Это продолжалось еще несколько минут, пока я, наконец, не купил училку по законам за сорок киамов. Старик поклонился мне так, будто я был каким-нибудь великим шейхом. С его точки зрения так, конечно, и было.
Я взял училку и пошел назад, к нашему лагерю. Прежде чем я успел пройти хотя бы двадцать ярдов, меня остановил другой житель.
— Салам, — сказал он.
— Алейкум ас-салам, — ответил я.
— Скажи, о блистательный, не будет ли тебе любопытно взглянуть на некоторые особенно приятные и редкие персональные модули?
— Ну, — с любопытством сказал я, — может быть.
— У нас есть такие… необычные, каких ты не найдешь нигде, ни в Наджране, ни за горами, в Салале.
Я посмотрел на него со спокойной улыбкой. Я приехал не из какого-то варварского городка вроде Наджрана или Салалы. Мне казалось, что я уже попробовал самые странные и извращенные модики в мире. И все же мне было интересно посмотреть, что сумел купить этот высокий и тощий верблюжий жокей.

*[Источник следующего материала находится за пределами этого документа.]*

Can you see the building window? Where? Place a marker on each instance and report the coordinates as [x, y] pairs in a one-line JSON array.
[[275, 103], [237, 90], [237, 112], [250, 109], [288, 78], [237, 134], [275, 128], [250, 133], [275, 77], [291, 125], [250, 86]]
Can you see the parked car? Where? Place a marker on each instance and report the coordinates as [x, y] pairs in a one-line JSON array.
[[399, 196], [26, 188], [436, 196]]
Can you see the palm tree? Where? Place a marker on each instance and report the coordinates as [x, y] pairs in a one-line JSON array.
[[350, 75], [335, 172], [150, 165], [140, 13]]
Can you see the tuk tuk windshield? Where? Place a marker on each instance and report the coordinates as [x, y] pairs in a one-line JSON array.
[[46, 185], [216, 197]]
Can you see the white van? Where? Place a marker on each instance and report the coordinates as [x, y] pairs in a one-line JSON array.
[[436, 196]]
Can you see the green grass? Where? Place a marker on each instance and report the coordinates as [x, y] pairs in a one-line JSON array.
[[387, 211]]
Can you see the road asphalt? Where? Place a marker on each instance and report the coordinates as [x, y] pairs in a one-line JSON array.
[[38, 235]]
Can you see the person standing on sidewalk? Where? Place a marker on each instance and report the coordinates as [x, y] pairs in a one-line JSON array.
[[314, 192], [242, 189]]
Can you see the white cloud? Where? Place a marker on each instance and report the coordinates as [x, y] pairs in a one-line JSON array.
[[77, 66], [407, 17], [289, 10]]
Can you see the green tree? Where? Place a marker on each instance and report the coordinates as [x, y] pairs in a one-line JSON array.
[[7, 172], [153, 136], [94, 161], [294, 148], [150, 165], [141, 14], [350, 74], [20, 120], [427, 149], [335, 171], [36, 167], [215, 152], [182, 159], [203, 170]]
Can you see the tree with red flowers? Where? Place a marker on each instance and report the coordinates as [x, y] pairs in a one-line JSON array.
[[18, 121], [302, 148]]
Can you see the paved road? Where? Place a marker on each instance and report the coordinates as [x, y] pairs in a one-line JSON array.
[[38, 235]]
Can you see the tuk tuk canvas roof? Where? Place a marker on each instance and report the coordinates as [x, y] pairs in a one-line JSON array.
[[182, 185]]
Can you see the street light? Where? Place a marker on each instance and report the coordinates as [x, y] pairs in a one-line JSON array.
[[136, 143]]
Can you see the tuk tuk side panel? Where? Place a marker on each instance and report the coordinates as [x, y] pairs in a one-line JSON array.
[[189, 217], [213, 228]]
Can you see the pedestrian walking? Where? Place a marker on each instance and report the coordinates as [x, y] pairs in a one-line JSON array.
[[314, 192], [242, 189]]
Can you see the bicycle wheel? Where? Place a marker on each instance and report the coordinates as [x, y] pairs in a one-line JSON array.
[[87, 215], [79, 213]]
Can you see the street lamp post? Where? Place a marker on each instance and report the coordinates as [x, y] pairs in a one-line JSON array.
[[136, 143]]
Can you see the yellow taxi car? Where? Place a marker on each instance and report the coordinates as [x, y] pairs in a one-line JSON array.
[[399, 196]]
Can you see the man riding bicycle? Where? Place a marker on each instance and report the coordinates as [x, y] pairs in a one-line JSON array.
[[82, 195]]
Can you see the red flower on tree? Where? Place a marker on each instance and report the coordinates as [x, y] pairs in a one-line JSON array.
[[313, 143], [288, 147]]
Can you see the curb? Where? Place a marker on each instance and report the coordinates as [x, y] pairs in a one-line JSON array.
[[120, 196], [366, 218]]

— Ладно, — сказал я. — Покажи их мне.
Человек заволновался, словно опасался, что нас подслушают:
— Я могу лишиться руки, если покажу тебе, что за модики мы продаем. Но если ты пойдешь без денег, это охранит нас обоих.
Я не совсем понял:
— А что мне делать с моими деньгами?
Торговец, который продал тебе училку, имеет несколько металлических ящичков для наличных, о шейх. Отдай ему свои деньги, и он надежно их спрячет, даст тебе расписку и ключ к ящичку. Затем ты пойдешь в мой шатер и будешь пробовать наши модики сколько тебе вздумается. Когда ты решишь — покупать или нет, мы пойдем назад и заберем твои деньги. Таким образом, если кто из властей придет во время демонстрации, мы сможем доказать, что ты пришел не с целью покупки и что я не собирался ничего продавать, потому что у твоей высокой персоны нет денег.
— И как часто прерывают ваши «демонстрации»? — спросил я.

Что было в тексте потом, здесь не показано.